A loot-based economy may not seem sustainable in the long run but of course, when the Heroes Guild first became the basis of the economy, it wasn’t the long run yet. Still, every economic activity has its limits. The Dark Profit Saga explores what happens when shadowkin (designated victim) hoards are exhausted. One consequence: the investors who have profited from the hero economy are going to do anything they can to protect their business. Any resemblance to real-world finance is … not at all coincidental.
It seems likely that the author knows his d8s from his d12s: the book riffs knowledgeably on tabletop RPGs like Dungeons & Dragons — games in which the real people (elves, dwarves, gnomes, and humans ) are given free rein to murder and rob lesser beings (the shadowkin: orcs, goblins, nagas, trolls, and so forth).

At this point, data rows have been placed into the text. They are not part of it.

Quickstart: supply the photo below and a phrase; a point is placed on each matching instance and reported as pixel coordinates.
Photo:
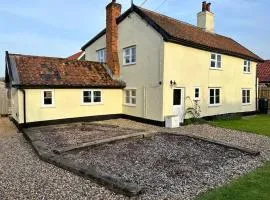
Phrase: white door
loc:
(179, 103)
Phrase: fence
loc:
(4, 101)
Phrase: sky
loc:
(60, 28)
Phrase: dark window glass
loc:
(177, 97)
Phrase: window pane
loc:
(133, 93)
(97, 99)
(212, 100)
(133, 100)
(48, 101)
(177, 97)
(213, 64)
(212, 92)
(97, 93)
(219, 58)
(47, 94)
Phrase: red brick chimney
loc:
(113, 11)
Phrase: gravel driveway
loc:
(168, 166)
(24, 176)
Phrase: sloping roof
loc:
(76, 56)
(39, 72)
(263, 72)
(186, 34)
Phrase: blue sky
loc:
(61, 27)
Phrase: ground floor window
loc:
(47, 99)
(214, 96)
(92, 97)
(246, 96)
(130, 97)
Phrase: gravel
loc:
(243, 139)
(168, 166)
(24, 176)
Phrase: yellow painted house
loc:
(144, 66)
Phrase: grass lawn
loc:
(259, 124)
(254, 186)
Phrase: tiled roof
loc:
(75, 56)
(186, 34)
(263, 72)
(37, 71)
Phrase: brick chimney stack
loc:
(113, 11)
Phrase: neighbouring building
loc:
(263, 73)
(143, 65)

The author makes it clear that murder-hoboing is, in fact, murder and pillage. The victims are people too, and they don’t much care for being massacred just to enrich heroes (or as the shadowkin call them, gold-hounds). The lucky few who are useful enough to be granted Non-Combatant Persons (NPC status) are not all that keen on being treated as third class citizens, either, although it is better than being killed and looted.
It’s also clear that the author is recasting the real-world financial meltdown of 2008 as an RPG. Using fantasy to skewer real-world evils is an old theme (Gulliver’s Travels, for one famous example). One of the more recent practitioners of such skewering is Pratchett; this book reminded me of Pratchett. Absurd characters, with tragic backstories and personal flaws, characters struggling with self-loathing, get together to … do something. Pike isn’t as subtle or skilled as Pratchett in his prime, but this is Pike’s first book.
The book is based on tragic events that weren’t at all funny (ask the people who lost houses, savings, jobs, not to mention people relegated to second class status thanks to a racist social hierarchy), so it’s not at all surprising that towards the end of the book the work becomes less comic and more grim. Readers may find this swerve a bit unsettling but it’s one clearly inherent in the source material and worldbuilding. I’ll be picking up the next book.
1: In this setting, just plain humans result from interbreeding between other hero races. Based on what this book tells us about dwarf reproduction, it’s unclear how 1) dwarf-anything hybrids might occur and 2) dwarves could reproduce at all.